I admit it. I used to be one of those haughty, judgmental types who didn’t own a cellphone and dismissed friends’ annoying requests to join Facebook, to read that one blog post that would change my life or to get an iPad so I could track my daily caloric intake.

Then I got sick. Really sick. I went from a healthy 41-year-old religion professor, wife and mother to a virtual invalid with a broken back, a stage IV cancer diagnosis and a lousy prognosis for the future.

Metastatic cancer forced me to resign from my full and wonderful life. Life at the university, at my daughters’ schools and activities, at church and in the neighborhood went away, replaced by a life confined to my bedroom, the oncology clinic and the cars that took me back and forth between the two.

It was during those gray days of winter 2009 that I had a conversion experience about the power of being connected virtually, through digital technology.

Even though I continue to worry about things like cyberbullying and addictions to digital devices, I can’t deny that virtual connectivity during the worst times of my illness offered a lifeline of support, love and access to the world beyond my small, debilitated life.

I, judger of digital technology, was buoyed and sustained by virtual interactions. I was converted to the healing power of what I’m calling the virtual body of Christ -- a vast virtual incarnation of the hands and feet of Christ that has surrounded my family and me during the most awful time of our lives.

And with a zeal common to converts, I’m out to spread the news to any and all who will listen.

While many Christian communities enthusiastically embrace everything from Twitter to live-streaming worship, virtual Bible studies and book groups, most of the mainline church folks in my circle tend to be much more hesitant about a robust relationship between religion and technology.

Many religion scholars sound the alarm about the potential harm in acquiescing to virtual forms of connection at a time when feelings of alienation and disconnection are on the rise. Christians follow a God who became flesh and blood to live and die among us, they remind us. And this means we are called to incarnational living, where we commit to be actually, physically present with one another -- in worship, in life together and especially during the worst of times. That is what it means to be part of the body of Christ.

In life before cancer, I agreed. I wholeheartedly believed that virtual connection was a poor substitute for in-person, physical presence, especially for those who are hurting. But cancer rearranged most things in my life, including my views of digital connectivity.

Sociologist of illness Arthur Frank observes that “during illness, people who have always been bodies have distinctive problems continuing to be bodies, particularly continuing to be the same sorts of bodies they have been.”

Living with a serious illness means learning to live with loss of control, especially of and in your body. When it’s your very sick body that’s out of control, being physically present with others can be discomforting, embarrassing, even humiliating. Those who bemoan the “disembodied” character of live-streaming worship or the “anti-incarnational” nature of Facebook may want to consider those who are too sick to physically make it into a church building.

My own conversion experience was ignited by the realization that virtual connections provide healing presence when physical communion is either impossible or just too darn hard.

In those early days of the diagnosis, when my experiences of my body were overwhelmingly ones of betrayal, being able to engage in virtual interactions alongside the face-to-face ones played a vital role in helping me cultivate a desire to keep on living.

Online, I could write in full sentences and not sound like I was dying. I could have virtual conversations without having to negotiate the I-can’t-believe-you’re-that-sick gaze. Tears I shed at the keyboard did not prevent me from saying what I was trying to say in an online post. And what I posted still sounded like the me I was familiar with, the me that was not wholly overcome by the stigma and diminishment caused by advanced-stage cancer.

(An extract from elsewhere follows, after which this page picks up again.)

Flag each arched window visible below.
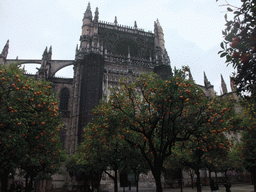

Virtual interactions encouraged me to hold on to hope that I was not completely defined by the limitations of my very sick body. While my life would have been immeasurably diminished if I had had only virtual interactions during that time of serious debilitation, I was helped in powerful, life-affirming ways through virtual interactions with those who care about and for me.

I have been converted to the reality that virtual interactions are neither disembodied nor anti-incarnational ways of being present to one another. They are extensions of our physical presence with one another.

Countless family members and friends from far away have been a steady presence virtually since the diagnosis. Online posts of what cancer has done to my body and our lives have yielded in-person offerings of food, gifts for our daughters and an abundance of actual, material care for me and my family when we needed it the most.

At the heart of the vision of the church as the body of Christ is the call to take special care of the body’s most vulnerable members (1 Corinthians 12:22-26). That’s a huge task, but one made more possible by real care that can come through virtual means.

In a world full of hurt, it’s time to proclaim the good news that digital connectivity can help us better be the hands and feet of Christ to those in need. Won’t you join me?